RISING RACIAL STRAIN

RISING RACIAL STRAIN
Photo by Nelson A. King

When it comes to political stability and general services, the Caribbean Community nation of Barbados is regarded as not only the best Afro-run country in the world but also one of the most organized societies in the western hemisphere.

But deep beneath the surface of life in this 166-square-mile country that is commonly referred to as little Britain, runs the problem of growing racial tensions between blacks and the country’s tiny but economically dominant white local class. Blacks comprise about 90 percent of the population of more than 350,000 and when it comes to living standards ratings, Barbados is ranked at 53, a remarkable placing for a country with little natural resources.

Many Afro Bajans say the whites who had enjoyed all the privileges dating back to the British colonial era of more than 400 years ago, argue that nothing has changed for them and they are still at the bottom of the economic and social ladder despite the fact that Afro leaders and political parties have run the country for the past 50 years since the island achieved independence back in 1966.

But as it prepares for massive jubilee celebrations in November, some of the more militant Afro Bajans are raising the race issue and reviewing the state of play 50 years after the island pulled down the Union Jack and hoisted its own national flag.

“The Barbados society in its current structure is not sustainable. There is, in Barbados, a division of labor which says that the black community will occupy and control the politics and the white elite will control the economy,” University of the West Indies Vice-Chancellor Sir Hilary Beckles said at a public lecture this week.

“All of us as citizens of Barbados have to examine this model and transform it. It has to be transformed in order to fulfill the vision if our ancestors in General Bussa’s time, General Greene and Clement Payne,” he said referring to Barbadian heroes of the past.

To many blacks in Barbados, such words and observations coming from the mouth of Sir Hilary is significant. After all, Beckles is the man Caribbean trade group governments have chosen to lead the regional effort to make Britain and other European slave trading societies pay blacks millions in reparations for the horrors of the TransAtlantic slave trade.

Beckles has already addressed the British House of Commons and has detailed for them some of the findings of the research by various national reparations commissions about the effects of slavery on Caribbean societies.

In this case, he is turning his attention to his native Barbados where, perhaps more than in any of its regional neighbors, the white gentrified class sits at the top of society. Many of the established white families have over the decades worked to ensure that relatives join both parties so as to be in a position to influence and shape policies that would not affect them and maintain their top ranking status in all aspects of life.

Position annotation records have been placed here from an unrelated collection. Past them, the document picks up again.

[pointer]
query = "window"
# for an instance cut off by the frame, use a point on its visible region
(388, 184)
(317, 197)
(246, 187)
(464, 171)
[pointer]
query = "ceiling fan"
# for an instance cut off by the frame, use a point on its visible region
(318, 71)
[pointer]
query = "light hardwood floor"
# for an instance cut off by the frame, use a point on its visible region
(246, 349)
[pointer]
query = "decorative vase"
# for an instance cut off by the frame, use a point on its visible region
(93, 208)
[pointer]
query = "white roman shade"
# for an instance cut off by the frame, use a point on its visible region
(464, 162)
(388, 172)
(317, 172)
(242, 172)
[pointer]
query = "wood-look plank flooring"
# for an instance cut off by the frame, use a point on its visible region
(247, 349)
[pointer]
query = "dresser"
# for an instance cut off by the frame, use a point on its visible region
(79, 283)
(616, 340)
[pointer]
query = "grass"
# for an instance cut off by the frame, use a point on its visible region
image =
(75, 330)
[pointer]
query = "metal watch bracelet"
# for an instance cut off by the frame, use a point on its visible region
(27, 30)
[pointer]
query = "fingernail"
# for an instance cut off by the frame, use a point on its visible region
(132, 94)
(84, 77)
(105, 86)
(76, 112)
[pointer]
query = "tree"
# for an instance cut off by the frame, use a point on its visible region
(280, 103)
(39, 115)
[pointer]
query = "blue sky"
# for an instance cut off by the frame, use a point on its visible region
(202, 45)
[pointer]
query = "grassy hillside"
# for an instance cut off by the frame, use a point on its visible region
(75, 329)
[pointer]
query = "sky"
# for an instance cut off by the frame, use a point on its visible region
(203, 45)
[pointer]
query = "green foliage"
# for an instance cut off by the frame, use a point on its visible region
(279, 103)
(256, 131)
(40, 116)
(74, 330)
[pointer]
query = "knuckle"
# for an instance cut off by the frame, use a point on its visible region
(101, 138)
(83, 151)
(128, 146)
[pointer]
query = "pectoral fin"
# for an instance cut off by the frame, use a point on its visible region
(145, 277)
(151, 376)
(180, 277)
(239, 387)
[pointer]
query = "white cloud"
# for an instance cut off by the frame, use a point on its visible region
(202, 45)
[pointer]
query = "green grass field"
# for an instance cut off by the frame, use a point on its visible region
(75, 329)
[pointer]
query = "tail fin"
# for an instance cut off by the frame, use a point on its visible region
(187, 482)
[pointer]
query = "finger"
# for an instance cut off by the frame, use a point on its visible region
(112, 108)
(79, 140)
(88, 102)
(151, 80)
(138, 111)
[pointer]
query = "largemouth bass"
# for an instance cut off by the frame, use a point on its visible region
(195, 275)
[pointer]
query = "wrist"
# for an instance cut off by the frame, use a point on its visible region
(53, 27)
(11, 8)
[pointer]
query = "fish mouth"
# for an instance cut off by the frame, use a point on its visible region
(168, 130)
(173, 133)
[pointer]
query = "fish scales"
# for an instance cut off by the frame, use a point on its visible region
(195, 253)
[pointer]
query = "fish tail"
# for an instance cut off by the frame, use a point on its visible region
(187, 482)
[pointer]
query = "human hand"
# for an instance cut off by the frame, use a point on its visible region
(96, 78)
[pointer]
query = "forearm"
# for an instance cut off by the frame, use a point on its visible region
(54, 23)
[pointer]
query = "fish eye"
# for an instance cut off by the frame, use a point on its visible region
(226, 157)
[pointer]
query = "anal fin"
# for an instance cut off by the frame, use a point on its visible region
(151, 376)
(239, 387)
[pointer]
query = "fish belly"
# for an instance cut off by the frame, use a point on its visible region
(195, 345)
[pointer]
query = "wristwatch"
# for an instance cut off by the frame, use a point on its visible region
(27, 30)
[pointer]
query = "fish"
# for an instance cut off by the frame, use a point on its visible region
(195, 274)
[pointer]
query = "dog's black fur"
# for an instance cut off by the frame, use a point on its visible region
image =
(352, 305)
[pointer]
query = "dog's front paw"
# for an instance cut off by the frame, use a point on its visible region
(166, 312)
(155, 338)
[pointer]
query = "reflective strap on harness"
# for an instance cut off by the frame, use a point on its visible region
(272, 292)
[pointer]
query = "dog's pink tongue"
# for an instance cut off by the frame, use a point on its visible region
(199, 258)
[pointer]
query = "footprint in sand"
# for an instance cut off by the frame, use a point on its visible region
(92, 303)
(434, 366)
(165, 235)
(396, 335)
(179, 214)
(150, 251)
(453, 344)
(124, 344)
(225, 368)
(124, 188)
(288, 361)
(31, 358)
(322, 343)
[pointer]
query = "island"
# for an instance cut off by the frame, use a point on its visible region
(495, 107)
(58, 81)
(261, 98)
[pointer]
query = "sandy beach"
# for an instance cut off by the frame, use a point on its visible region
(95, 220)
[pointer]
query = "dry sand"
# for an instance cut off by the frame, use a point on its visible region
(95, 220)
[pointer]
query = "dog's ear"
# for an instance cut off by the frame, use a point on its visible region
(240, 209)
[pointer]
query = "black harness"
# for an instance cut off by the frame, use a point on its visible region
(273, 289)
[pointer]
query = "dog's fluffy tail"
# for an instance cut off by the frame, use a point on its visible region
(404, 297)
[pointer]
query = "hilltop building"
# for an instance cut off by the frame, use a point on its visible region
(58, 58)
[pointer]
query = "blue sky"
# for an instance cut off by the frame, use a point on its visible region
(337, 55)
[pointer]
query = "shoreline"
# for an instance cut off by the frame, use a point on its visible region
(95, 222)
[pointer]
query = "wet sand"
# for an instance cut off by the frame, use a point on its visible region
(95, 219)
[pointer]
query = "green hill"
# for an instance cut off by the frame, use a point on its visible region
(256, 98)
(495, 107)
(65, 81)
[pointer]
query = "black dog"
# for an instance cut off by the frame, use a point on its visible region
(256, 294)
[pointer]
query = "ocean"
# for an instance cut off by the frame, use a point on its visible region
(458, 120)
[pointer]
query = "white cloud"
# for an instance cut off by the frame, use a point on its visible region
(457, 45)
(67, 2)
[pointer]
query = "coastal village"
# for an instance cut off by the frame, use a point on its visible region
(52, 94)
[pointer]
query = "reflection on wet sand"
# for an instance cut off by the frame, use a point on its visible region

Beckles argues that the “economic white supremacy system” is subversive to democracy” and notes that economic reorganization is highly necessary “because, in my judgment, the young people of this island deserve a more democratic society. They have paid their price in history for democracy and freedom.”

Harking back to the period leading up to 1966, he said that independence leader and late Prime Minister Errol Barrow had ruled out holding a referendum on whether the island should head to independence because of the mindset of black Barbadians at the time.

“The independence movement in Barbados was divided. The white community on the whole did not support independence. Barrow was fearful that the black people were fearful and he knew that if he had placed independence before the people of Barbados in a referendum they would have rooted to stay as a colony. He did not trust the vote for independence and so he said no referendum.”